The big problem is the other side of the ledger. When Social Security runs a surplus, the extra money is used to purchase U.S. Treasurys, and the dollars are used to help finance the rest of the government, which is almost always running a deficit.
 
So when those assets to Social Security -- and liabilities to taxpayers -- come due, we have to find a way to raise the money, which has already been spent.
 
You know what that means: Raising taxes, cutting spending or borrowing. And because the downturn has drained Social Security surpluses more quickly than expected, that strain on the rest of the budget will begin even sooner.
 
Not our problem, say defenders of the trust fund concept. The money is owed to Social Security; it must be paid to Social Security. Legally, that's true.
 
But the entire federal budget needs to be rethought as the nation stares at the mountain of debt accumulated from years of our not paying our bills.
 
And the question is how?
 
Let the young pay it back
The unfortunate reality is that the trust funds proved to be ineffective at saving the money meant for Social Security in any economically meaningful way. Having used those Social Security surpluses as a slush fund for the rest of government has indeed complicated things.
 
First, it allowed Congress to keep all other taxes lower than it otherwise would have been. By using Social Security money to fill the gap, current and soon-to-be retirees got an effective discount on their share of the cost of government. By contrast, the responsibility for repaying the trust funds that they used is going to fall fully on today's younger workers. Not the best deal imaginable -- at least for those on the other side of the deal.
 
We urgently need to shift our attention to what to do to strengthen Social Security. There are a number of sensible solutions:
  • gradually raise the retirement age since we are living longer;
  • slowing the growth of benefits for high earners to preserve them for those who depend on the program;
  • correct the inflation formula, which overestimates annual cost of living adjustments.
The rhetoric surrounding the issue is likely to heat up.

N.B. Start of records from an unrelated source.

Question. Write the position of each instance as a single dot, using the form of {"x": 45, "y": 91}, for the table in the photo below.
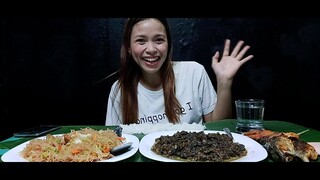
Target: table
{"x": 311, "y": 135}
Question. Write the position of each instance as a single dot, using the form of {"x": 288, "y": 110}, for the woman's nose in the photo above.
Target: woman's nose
{"x": 151, "y": 48}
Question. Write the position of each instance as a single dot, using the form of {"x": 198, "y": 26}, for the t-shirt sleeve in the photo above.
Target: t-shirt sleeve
{"x": 209, "y": 95}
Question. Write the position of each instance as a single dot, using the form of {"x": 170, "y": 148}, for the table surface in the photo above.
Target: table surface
{"x": 311, "y": 135}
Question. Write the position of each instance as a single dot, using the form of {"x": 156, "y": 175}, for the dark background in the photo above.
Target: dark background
{"x": 52, "y": 69}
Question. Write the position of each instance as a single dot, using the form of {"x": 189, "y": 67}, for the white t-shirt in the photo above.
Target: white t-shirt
{"x": 194, "y": 91}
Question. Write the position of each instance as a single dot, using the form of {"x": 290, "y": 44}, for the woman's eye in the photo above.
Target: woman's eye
{"x": 159, "y": 40}
{"x": 141, "y": 41}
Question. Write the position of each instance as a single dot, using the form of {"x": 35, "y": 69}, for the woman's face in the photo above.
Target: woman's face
{"x": 149, "y": 45}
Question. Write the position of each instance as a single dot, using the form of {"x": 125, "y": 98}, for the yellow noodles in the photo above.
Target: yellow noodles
{"x": 85, "y": 145}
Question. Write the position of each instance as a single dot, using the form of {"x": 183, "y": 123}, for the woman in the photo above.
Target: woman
{"x": 154, "y": 89}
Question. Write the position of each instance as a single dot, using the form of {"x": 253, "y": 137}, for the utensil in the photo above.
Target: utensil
{"x": 121, "y": 148}
{"x": 228, "y": 132}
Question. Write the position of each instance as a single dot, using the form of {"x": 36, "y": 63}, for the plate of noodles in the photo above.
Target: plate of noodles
{"x": 85, "y": 145}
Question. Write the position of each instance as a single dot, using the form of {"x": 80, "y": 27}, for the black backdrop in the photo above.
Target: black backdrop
{"x": 52, "y": 69}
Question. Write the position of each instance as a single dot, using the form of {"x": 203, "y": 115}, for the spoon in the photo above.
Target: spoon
{"x": 228, "y": 132}
{"x": 121, "y": 148}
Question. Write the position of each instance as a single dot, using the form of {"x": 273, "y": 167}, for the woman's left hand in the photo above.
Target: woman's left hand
{"x": 227, "y": 67}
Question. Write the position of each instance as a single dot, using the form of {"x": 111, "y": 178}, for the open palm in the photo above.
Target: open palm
{"x": 227, "y": 67}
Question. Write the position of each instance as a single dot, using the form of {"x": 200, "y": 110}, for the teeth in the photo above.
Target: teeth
{"x": 150, "y": 59}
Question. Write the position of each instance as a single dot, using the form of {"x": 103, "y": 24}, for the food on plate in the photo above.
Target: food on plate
{"x": 198, "y": 147}
{"x": 85, "y": 145}
{"x": 284, "y": 146}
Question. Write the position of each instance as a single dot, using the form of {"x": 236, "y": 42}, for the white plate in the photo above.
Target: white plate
{"x": 13, "y": 154}
{"x": 255, "y": 152}
{"x": 316, "y": 146}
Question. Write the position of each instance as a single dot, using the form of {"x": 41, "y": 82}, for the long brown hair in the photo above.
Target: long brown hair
{"x": 130, "y": 74}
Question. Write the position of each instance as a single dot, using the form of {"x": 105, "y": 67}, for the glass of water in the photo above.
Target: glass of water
{"x": 250, "y": 114}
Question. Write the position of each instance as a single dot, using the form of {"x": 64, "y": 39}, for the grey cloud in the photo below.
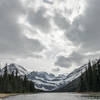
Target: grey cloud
{"x": 85, "y": 30}
{"x": 48, "y": 1}
{"x": 56, "y": 69}
{"x": 61, "y": 21}
{"x": 12, "y": 41}
{"x": 38, "y": 19}
{"x": 74, "y": 58}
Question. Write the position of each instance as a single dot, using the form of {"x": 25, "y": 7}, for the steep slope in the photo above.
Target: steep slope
{"x": 45, "y": 81}
{"x": 72, "y": 80}
{"x": 13, "y": 68}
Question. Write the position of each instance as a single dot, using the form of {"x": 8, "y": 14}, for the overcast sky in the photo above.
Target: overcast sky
{"x": 49, "y": 35}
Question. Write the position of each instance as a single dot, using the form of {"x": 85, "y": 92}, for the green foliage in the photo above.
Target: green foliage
{"x": 12, "y": 83}
{"x": 90, "y": 80}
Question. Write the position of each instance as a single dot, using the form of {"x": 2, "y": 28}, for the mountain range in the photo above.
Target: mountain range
{"x": 43, "y": 80}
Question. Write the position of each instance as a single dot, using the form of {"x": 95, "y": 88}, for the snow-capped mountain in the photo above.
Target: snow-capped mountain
{"x": 13, "y": 68}
{"x": 50, "y": 82}
{"x": 73, "y": 75}
{"x": 45, "y": 81}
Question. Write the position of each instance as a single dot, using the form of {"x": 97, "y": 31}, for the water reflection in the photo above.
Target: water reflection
{"x": 55, "y": 96}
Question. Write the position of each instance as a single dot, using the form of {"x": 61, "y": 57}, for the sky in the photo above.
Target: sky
{"x": 55, "y": 36}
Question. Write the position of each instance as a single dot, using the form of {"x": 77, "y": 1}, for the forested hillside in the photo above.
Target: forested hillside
{"x": 90, "y": 80}
{"x": 13, "y": 83}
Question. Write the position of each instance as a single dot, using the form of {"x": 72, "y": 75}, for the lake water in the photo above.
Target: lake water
{"x": 55, "y": 96}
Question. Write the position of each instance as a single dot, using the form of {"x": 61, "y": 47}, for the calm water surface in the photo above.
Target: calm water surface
{"x": 55, "y": 96}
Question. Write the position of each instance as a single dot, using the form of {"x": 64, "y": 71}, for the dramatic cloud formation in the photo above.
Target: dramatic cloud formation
{"x": 56, "y": 34}
{"x": 12, "y": 39}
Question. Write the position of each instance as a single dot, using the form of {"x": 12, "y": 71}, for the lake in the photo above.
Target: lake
{"x": 55, "y": 96}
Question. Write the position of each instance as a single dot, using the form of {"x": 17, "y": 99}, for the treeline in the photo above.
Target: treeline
{"x": 12, "y": 83}
{"x": 90, "y": 80}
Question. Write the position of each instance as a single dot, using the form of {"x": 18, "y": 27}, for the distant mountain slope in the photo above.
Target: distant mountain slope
{"x": 72, "y": 80}
{"x": 13, "y": 68}
{"x": 45, "y": 81}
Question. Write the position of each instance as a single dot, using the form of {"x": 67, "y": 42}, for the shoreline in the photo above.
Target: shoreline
{"x": 5, "y": 95}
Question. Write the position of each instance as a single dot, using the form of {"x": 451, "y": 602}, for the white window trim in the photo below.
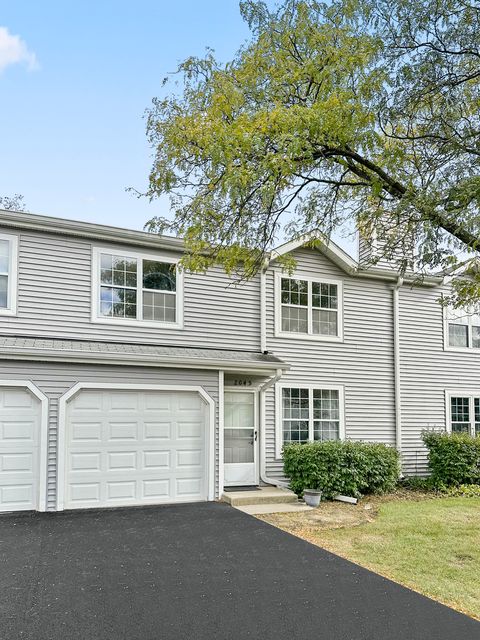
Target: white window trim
{"x": 140, "y": 255}
{"x": 461, "y": 393}
{"x": 297, "y": 385}
{"x": 307, "y": 336}
{"x": 11, "y": 309}
{"x": 446, "y": 344}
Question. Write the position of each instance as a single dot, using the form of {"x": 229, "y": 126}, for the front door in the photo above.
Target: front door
{"x": 240, "y": 438}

Instead of trading accusations or competing over promises of what not to do to fix the program, policymakers from both parties agree that changes need to be made to strengthen Social Security and rebalance the budget. We should get started as quickly as possible.
 
After all, as the program trustees said: "The projected trust fund shortfalls should be addressed in a timely way so that necessary changes can be phased in gradually and workers can be given time to plan for them. Implementing changes sooner will allow the needed revenue increases or benefit reductions to be spread over more generations."
 
That is a point everyone should be able to understand.